Efficient Monte Carlo Sampling

Goals:

Introduce some of the approaches used to make sampling more efficient

References

Gelman chapters 11 and 12
Ivezic 5.8
MacKay chapters 29-30
Handbook of MCMC (Brooks, Gelman, Jones and Meng, eds.), parts of which are on the web
Recent and less recent notes on CosmoMC by Antony Lewis

Motivation

Quite often, repeated evaluation of the posterior function becomes a bottleneck. Any tweaks that speed up convergence and reduce autocorrelation can be worthwhile.

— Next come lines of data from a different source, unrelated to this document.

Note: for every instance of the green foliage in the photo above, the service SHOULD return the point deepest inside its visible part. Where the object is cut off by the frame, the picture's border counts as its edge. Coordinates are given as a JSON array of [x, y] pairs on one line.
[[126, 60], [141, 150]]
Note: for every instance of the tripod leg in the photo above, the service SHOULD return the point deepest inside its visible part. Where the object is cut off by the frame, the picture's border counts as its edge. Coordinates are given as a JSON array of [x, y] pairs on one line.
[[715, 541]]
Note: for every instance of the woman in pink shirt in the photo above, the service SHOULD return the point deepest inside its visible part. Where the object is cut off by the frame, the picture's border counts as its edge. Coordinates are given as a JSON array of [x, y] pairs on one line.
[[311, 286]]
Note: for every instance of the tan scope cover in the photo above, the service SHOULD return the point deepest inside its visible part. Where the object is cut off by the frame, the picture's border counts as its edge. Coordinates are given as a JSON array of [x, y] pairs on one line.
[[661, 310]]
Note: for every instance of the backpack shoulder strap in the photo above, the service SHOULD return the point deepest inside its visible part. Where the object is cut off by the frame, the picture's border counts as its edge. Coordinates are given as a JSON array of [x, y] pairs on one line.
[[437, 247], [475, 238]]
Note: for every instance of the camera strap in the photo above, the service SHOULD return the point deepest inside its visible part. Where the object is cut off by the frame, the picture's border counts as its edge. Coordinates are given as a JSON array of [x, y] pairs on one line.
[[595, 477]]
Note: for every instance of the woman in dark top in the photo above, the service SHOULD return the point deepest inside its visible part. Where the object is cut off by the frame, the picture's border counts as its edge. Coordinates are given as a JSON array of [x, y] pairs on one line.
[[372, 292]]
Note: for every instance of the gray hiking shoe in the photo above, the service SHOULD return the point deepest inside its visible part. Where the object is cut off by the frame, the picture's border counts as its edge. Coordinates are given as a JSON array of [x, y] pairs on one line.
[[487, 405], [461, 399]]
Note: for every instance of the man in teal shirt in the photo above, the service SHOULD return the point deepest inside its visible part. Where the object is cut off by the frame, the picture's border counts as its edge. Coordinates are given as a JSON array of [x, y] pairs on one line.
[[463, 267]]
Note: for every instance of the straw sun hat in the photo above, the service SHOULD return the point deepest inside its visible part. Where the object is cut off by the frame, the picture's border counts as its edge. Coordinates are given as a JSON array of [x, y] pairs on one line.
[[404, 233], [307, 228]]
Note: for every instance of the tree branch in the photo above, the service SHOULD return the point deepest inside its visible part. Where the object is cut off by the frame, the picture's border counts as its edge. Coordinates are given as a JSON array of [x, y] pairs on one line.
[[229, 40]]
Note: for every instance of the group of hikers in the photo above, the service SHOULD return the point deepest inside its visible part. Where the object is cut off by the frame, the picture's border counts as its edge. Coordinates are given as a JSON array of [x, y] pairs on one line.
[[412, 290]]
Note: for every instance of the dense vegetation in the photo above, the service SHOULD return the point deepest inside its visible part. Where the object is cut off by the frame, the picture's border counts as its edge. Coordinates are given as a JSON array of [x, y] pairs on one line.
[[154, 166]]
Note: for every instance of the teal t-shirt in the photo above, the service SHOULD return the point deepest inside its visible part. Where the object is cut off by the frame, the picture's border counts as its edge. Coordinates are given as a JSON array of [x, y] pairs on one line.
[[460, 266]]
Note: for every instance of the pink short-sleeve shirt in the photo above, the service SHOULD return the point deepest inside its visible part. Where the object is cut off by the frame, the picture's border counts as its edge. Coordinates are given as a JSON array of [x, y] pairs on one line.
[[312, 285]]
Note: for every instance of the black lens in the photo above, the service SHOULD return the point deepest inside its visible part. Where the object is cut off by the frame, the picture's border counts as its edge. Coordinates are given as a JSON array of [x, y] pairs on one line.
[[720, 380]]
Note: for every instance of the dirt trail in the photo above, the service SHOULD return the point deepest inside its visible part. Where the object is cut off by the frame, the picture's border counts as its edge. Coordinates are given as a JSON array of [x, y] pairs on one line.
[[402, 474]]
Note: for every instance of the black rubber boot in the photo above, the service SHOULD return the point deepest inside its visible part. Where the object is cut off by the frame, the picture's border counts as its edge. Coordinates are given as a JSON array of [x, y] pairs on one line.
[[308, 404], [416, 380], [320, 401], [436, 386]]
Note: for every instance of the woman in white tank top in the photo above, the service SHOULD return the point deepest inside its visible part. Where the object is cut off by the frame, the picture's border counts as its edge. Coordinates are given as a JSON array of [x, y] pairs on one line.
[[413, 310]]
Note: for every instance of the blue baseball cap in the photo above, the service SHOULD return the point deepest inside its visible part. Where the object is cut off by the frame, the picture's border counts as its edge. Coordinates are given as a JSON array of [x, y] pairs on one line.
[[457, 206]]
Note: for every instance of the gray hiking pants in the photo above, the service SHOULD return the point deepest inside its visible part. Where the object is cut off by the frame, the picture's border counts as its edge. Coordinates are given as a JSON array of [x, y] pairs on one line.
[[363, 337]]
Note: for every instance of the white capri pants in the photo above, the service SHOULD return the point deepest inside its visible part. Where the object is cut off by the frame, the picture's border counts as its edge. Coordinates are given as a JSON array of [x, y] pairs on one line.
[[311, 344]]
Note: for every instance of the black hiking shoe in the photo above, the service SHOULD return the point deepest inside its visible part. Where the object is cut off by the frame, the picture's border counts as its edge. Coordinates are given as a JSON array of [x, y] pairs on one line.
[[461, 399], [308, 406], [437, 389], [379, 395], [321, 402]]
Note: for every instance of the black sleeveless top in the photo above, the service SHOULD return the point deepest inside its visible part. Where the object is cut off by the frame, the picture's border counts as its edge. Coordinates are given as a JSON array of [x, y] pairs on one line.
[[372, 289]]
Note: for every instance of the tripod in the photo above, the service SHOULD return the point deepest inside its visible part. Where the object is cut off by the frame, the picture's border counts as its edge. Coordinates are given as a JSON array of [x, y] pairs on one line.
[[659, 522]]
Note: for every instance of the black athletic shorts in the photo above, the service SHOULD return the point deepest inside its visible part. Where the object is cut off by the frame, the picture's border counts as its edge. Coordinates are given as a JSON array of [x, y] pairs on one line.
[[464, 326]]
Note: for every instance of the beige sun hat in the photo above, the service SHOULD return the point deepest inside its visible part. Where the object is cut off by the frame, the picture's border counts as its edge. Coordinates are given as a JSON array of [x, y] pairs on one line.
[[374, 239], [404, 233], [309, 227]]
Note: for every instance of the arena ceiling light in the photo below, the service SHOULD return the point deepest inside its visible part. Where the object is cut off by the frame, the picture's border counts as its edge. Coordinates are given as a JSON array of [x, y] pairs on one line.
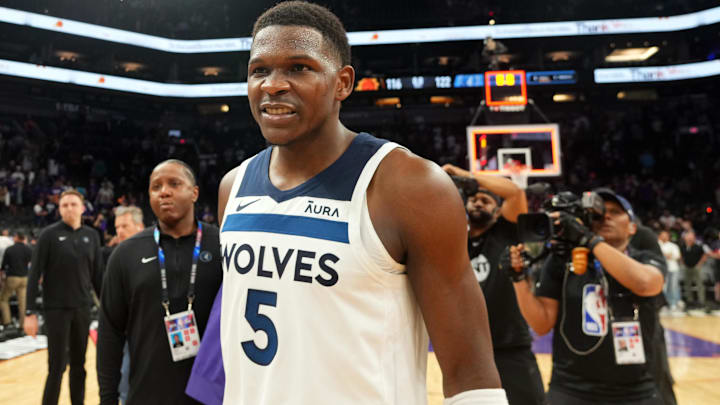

The simple methods introduced so far especially struggle with

strongly degenerate parameter combinations
PDFs with multiple, separated modes

Some strong degeneracies:

Cosmology is bananas

The Rosenbrock function

Some multiple modes:

Some spectral model

The eggbox function

Speeding things up

Broadly speaking, we can try to

tailor algorithms to specific classes of PDF
look for ways to make the general samplers more intelligent

We can also use different samplers for different subsets of parameters - the only rule is that every parameter must get updated somehow.

Gibbs Sampling

is a specialization of Metropolis-Hastings:

Instead of making a general proposal, we cycle through the parameters proposing changes to one at a time
A proposal for $\theta_i$ is into the fully conditional posterior $p(\theta_i|\theta_{-i},x)$, where $-i$ means all subscripts other than $i$.

Gibbs sampling:

while we want more samples
    propose theta1 | theta2, theta3, ..., data
    accept/reject theta1
    propose theta2 | theta1, theta3, ..., data
    accept/reject theta2
    ...

In general, this is not obviously an improvement to proposing changes to all $\theta$ simultaneously.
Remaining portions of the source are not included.